But anyway, today I mailed a big fat stack of postcards and then headed up the hill to see the chateau that the famous French author, Daudet, got most of his inspiration from. After wandering through the woods for a while, I found it, but it was closed. The outside was pretty, though:
I guess being an American has spoiled me when it comes to hours of operation. I expect that things be open every damn day for normal business hours unless it's a mom and pop shop and mom and pop are sick. Places in France close whenever the people working in them feel like it. I am irritated at the Chateau, because they said they'd be open from 10-1, and I got there at 10:30. The French and their business hours, man!

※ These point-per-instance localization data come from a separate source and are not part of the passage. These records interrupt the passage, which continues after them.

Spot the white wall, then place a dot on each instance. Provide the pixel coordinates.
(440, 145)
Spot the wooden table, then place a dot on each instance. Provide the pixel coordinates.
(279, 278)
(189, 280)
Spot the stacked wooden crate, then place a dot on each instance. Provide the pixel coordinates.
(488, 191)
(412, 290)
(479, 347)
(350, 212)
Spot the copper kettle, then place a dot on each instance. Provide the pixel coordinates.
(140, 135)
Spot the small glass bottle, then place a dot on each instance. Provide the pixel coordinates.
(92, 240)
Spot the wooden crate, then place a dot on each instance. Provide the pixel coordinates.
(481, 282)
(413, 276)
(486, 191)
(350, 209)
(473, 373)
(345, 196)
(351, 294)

So I walked around the grounds. I saw graffiti on the back wall and gasped in a manner that would make a pompous aristocrat proud. Damn kids! In retrospect, though, it was probably a bad idea to erect a skate park right next to a treasured historic estate.

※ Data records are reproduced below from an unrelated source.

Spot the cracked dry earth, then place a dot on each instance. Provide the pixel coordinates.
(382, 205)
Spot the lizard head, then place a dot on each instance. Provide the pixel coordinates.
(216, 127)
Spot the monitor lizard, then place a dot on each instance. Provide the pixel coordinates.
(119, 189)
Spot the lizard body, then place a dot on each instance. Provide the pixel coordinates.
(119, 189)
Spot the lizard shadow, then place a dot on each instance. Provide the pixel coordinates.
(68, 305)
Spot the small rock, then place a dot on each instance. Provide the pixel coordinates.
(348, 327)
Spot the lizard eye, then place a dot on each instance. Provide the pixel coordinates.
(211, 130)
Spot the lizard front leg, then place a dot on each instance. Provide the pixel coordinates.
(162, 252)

While I was standing on top of one of the jumpy things to snap this picture and survey the area, a couple drove by at about 5 miles per hour and stared at me with their mouths agape. I wasn't naked or anything (though I've learned that it's totally cool to sip coffee outside in your thong underwear), so I don't know why they gave me that expression of disbelief, but I made sure to stop what I was doing for the full two minutes they were in sight and stare back at them in earnest.
In the afternoon, I made baby donuts with the special pan Sabeen gave me. I can't figure out why, because I didn't add any, but they taste kind of salty. Things I bake just haven't turned out quite right here, and maybe it's because I suck at converting, but I'm starting to wonder if their baking materials just have a different composition than ours.

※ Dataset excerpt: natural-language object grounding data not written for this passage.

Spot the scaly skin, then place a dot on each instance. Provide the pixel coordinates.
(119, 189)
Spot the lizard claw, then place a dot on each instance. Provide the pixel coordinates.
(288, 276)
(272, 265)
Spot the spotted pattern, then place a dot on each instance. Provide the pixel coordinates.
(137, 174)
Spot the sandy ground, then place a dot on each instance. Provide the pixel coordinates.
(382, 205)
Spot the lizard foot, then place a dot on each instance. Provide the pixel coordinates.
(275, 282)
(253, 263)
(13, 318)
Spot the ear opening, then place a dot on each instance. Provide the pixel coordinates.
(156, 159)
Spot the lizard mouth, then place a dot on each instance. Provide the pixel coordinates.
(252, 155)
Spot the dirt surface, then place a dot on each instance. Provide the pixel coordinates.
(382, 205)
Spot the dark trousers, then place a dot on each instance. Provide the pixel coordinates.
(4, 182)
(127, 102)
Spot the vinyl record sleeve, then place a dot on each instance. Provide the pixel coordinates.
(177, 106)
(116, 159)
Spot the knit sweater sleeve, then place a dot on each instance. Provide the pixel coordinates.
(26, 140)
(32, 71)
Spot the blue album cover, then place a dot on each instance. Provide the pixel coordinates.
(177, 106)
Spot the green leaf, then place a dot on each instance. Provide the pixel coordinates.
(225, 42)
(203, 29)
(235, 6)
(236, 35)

Aww, they look like giant chocolate-covered cheerios. I'm enjoying the square plates.
We went to McDonald's for dinner. With the French accent, I didn't even recognize the name until we pulled into the parking lot and saw the arches. All I could hear was "Makedonow," and I couldn't understand why jaws dropped every time I said I didn't know it. Downright un-American. The menu was almost unrecognizable. I've had McDonalds near Paris before, but the burgers here have square buns, and in lieu of ketchup there was some white condiment ominously named "Frites Sauce," and the mcnuggets look like they're made with actual chicken. However, I felt as fat and full of self-loathing as I usually do when I eat McDonalds, so in that respect, the experience is truly universal.